The customer journey begins in a central space dubbed the “inspiration alley,” which includes pivoting wall panels that highlight the variety of display and framing options available, with merchandise showcased below. “It’s really where you get the overall breadth of the space, with the loft-like cues and natural materials,” Faccinto says. There also are pallet-like fixtures that were created for promotional pieces and key items that lend a “just arrived” feel, she adds.
From there, three distinct store zones define and strengthen the brand’s core merchandise categories: art supplies, custom framing and do-it-yourself framing. A large, Southern California-inspired wall mural draws customers back into the space toward the Art District. The mural, which reinforces the sense of community that the design team hoped to establish, serves as a lively backdrop for the area’s Brush Bar, which features brushes that are merchandised according to paint type for ease of shopping.
This section of the store also houses the Art Bar, where brushes, tablets and paper are displayed, so that customers can explore different types of paint and painting techniques, as well as a Demo Bar, where local artists come in and share their talents. In addition, a Kids area is designated with large marquee-light letters and features fun details, such as little mannequin dolls scattered throughout the space. “There are a lot of energetic surprises within the space that really celebrate our concept of ‘the artist’s spirit’ and bring in some personality,” Faccinto says.
Encouraging a hands-on shopping experience, a second store zone dedicated to do-it-yourself framing features a Framing Workshop, where customers can bring in their artwork, select a mat and frame, and then assemble everything in-store.

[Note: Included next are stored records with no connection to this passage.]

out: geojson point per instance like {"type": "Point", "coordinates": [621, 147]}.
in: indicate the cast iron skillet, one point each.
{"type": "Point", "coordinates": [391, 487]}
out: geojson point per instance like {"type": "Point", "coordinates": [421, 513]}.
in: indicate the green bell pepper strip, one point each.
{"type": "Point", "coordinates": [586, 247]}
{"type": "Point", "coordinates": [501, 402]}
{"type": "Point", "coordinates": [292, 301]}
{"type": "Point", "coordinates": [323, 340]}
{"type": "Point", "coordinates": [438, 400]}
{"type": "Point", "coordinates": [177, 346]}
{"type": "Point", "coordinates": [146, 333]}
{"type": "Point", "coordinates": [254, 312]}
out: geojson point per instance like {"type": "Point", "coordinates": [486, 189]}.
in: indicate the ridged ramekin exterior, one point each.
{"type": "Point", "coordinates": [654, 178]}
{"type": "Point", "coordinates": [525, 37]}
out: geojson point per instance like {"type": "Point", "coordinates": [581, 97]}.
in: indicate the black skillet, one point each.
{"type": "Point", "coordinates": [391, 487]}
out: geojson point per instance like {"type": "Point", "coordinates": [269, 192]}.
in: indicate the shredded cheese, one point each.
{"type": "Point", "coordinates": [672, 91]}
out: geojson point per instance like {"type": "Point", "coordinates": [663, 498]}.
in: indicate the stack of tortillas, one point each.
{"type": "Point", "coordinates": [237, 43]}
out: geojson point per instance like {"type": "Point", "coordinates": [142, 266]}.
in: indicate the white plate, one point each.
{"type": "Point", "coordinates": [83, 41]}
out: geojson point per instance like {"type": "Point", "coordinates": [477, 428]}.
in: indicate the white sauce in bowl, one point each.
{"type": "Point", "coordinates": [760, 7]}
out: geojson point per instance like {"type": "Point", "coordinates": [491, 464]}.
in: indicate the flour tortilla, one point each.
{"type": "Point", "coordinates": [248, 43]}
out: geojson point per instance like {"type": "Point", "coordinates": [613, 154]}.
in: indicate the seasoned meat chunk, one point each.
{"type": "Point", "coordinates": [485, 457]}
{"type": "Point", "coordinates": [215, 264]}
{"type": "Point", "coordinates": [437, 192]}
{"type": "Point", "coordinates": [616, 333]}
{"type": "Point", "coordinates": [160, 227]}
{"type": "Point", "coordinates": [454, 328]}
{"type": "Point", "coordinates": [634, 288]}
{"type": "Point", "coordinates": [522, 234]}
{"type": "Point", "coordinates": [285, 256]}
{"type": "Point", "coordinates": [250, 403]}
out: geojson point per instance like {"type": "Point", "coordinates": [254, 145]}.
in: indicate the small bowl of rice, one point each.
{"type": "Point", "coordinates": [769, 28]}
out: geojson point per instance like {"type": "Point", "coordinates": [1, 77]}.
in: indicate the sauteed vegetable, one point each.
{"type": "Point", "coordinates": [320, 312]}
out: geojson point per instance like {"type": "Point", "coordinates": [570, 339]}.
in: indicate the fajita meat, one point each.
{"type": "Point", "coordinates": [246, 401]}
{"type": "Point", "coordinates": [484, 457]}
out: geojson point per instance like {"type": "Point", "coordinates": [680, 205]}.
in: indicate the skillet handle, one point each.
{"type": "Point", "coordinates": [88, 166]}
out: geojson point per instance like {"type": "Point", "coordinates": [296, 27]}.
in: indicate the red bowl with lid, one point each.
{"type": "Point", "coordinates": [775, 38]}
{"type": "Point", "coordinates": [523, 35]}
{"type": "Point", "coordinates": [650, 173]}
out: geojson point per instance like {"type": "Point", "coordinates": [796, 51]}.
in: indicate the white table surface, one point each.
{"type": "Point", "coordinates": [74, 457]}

A standout within this area is the “Use Our Wall” display, which features frames that Velcro on to a carpet wall, allowing customers to imagine and experiment with frame groupings. Worktables with industrial stools create an immersive, showroom ambience as well. “The idea is to allow people to explore how they would want to display their items back at home within this interactive workshop,” Faccinto says.
For customers looking for more guidance, a third store zone offers a Custom Framing Studio, which provides private consultation areas and a view of the framing experts at work. “Where there used to be a closed-off area for employees to go and do the professional framing, we’ve now put a window, so that you can actually see what they’re doing,” Evans says. This area also offers a selection of ready-made frames displayed on a unique sliding panel system designed by Chute Gerdeman, which organizes frames by finish and size, and cleverly conceals inventory with its innovative “shoulder-out” design.

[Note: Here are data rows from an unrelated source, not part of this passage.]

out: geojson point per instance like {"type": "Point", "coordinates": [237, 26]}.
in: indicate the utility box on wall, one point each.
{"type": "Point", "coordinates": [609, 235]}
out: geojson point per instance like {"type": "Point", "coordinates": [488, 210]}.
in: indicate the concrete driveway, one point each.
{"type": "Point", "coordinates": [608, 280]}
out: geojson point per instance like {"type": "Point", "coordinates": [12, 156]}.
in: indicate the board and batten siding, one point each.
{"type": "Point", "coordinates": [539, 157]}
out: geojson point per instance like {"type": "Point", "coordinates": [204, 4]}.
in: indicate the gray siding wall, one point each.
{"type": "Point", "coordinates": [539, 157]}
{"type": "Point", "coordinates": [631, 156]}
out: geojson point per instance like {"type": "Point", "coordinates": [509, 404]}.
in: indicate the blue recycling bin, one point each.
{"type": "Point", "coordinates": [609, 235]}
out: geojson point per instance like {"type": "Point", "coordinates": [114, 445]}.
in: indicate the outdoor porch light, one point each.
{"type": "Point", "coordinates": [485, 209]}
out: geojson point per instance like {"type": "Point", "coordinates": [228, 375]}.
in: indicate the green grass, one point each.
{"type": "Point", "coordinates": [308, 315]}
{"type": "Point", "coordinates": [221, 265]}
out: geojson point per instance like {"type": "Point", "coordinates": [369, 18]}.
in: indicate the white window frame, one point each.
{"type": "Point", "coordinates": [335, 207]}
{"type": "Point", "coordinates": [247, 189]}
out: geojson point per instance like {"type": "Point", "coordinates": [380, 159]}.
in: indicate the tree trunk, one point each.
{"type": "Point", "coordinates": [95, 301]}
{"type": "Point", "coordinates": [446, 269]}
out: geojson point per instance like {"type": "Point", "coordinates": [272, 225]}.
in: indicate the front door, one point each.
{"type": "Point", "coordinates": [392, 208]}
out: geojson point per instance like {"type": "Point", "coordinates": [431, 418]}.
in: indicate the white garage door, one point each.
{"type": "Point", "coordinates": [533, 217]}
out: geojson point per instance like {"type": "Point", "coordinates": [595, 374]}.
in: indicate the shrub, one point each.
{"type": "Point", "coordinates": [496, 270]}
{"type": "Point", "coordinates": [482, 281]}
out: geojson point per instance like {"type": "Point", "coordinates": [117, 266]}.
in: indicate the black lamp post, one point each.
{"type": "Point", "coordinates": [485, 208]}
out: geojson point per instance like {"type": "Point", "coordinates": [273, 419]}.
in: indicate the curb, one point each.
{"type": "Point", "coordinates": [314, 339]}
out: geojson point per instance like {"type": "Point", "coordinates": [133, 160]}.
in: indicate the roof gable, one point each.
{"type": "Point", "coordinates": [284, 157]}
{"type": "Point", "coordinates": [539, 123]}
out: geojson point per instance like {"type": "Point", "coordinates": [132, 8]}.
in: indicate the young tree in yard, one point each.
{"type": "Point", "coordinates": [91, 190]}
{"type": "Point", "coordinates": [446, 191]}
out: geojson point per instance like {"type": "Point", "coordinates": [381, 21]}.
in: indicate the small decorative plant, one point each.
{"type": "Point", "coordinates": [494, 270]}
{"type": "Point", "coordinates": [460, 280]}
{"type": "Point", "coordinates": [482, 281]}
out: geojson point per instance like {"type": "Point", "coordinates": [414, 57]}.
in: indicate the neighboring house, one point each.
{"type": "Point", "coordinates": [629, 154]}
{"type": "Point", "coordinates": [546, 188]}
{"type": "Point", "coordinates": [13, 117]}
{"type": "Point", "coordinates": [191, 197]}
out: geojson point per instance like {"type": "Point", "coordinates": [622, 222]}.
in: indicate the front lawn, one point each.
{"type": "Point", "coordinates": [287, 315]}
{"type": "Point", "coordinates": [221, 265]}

Technology plays a key role in this section of the store as well, with video screens on the frame corner walls that offer inspiration, and areas where customers can take a picture of their artwork and see what it would look like with different color mats and various frame styles in real time. While waiting or digitally browsing the retailer’s selection of frames, customers can relax in a nearby lounge. This artfully designed space features white frames hung on the surrounding walls, creating a white-on-white textural effect.
“There was a lot of inspiration that we wanted to bring into the space, so that it always feels like something new when you come into the store,” Evans says. Aaron Brothers plans to continue to roll out this new store design, engaging artists of all kinds with its innovative environment.